Moody's has also assessed loan-by-loan information as a
part of its detailed transaction review to determine the credit support
consistent with target rating levels and the volatility of future losses.
As a result, Moody's has decreased the MILAN CE assumption
to 16% for both transactions.
Moody's updated the MILAN CE due to the Minimum Expected Loss Multiple,
a floor defined in Moody's methodology for rating EMEA RMBS transactions.
Increase in Available Credit Enhancement
Sequential amortization led to the increase in the credit enhancement
available in these transactions.
For instance, the credit enhancement for the most senior tranche
affected by today's rating action increased to 35.15%
from 4.11% since closing for Closed Joint Stock Company
Mortgage agent of AHML 2014-1, and to 17.02%
from 4.11% since closing for Closed Joint Stock Company
Mortgage agent of AHML 2014-2.
The principal methodology used in these ratings was "Moody's Approach
to Rating RMBS Using the MILAN Framework" published in December 2020 and
available at https://www.moodys.com/researchdocumentcontentpage.aspx?docid=PBS_1248130.
Alternatively, please see the Rating Methodologies page on www.moodys.com
for a copy of this methodology.
The analysis undertaken by Moody's at the initial assignment of
ratings for RMBS securities may focus on aspects that become less relevant
or typically remain unchanged during the surveillance stage. Please
see "Moody's Approach to Rating RMBS Using the MILAN Framework"
for further information on Moody's analysis at the initial rating
assignment and the on-going surveillance in RMBS.
The coronavirus pandemic has had a significant impact on economic activity.
Although global economies have shown a remarkable degree of resilience
to date and are returning to growth, the uneven effects on individual
businesses, sectors and regions will continue throughout 2021 and
will endure as a challenge to the world's economies well beyond
the end of the year. While persistent virus fears remain the main
risk for a recovery in demand, the economy will recover faster if
vaccines and further fiscal and monetary policy responses bring forward
a normalization of activity. As a result, there is a heightened
degree of uncertainty around our forecasts. Our analysis has considered
the effect on the performance of consumer assets from a gradual and unbalanced
recovery in Russian economic activity.
We regard the coronavirus outbreak as a social risk under our ESG framework,
given the substantial implications for public health and safety.

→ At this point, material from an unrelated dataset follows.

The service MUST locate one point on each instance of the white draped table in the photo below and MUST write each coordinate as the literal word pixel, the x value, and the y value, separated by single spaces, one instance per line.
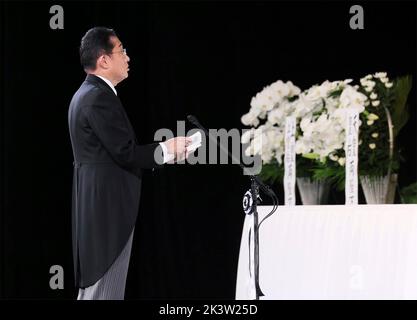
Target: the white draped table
pixel 333 252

Factors that would lead to an upgrade or downgrade of the ratings:
Factors or circumstances that could lead to an upgrade of the ratings
include (1) performance of the underlying collateral that is better than
Moody's expected; (2) an increase in available credit enhancement;
(3) improvements in the credit quality of the transaction counterparties;
and (4) a decrease in sovereign risk.
Factors or circumstances that could lead to a downgrade of the ratings
include (1) an increase in sovereign risk; (2) performance of the
underlying collateral that is worse than Moody's expected; (3) deterioration
in the notes' available credit enhancement; and (4) deterioration
in the credit quality of the transaction counterparties.
REGULATORY DISCLOSURES
For further specification of Moody's key rating assumptions and
sensitivity analysis, see the sections Methodology Assumptions and
Sensitivity to Assumptions in the disclosure form. Moody's
Rating Symbols and Definitions can be found at: https://www.moodys.com/researchdocumentcontentpage.aspx?docid=PBC_79004.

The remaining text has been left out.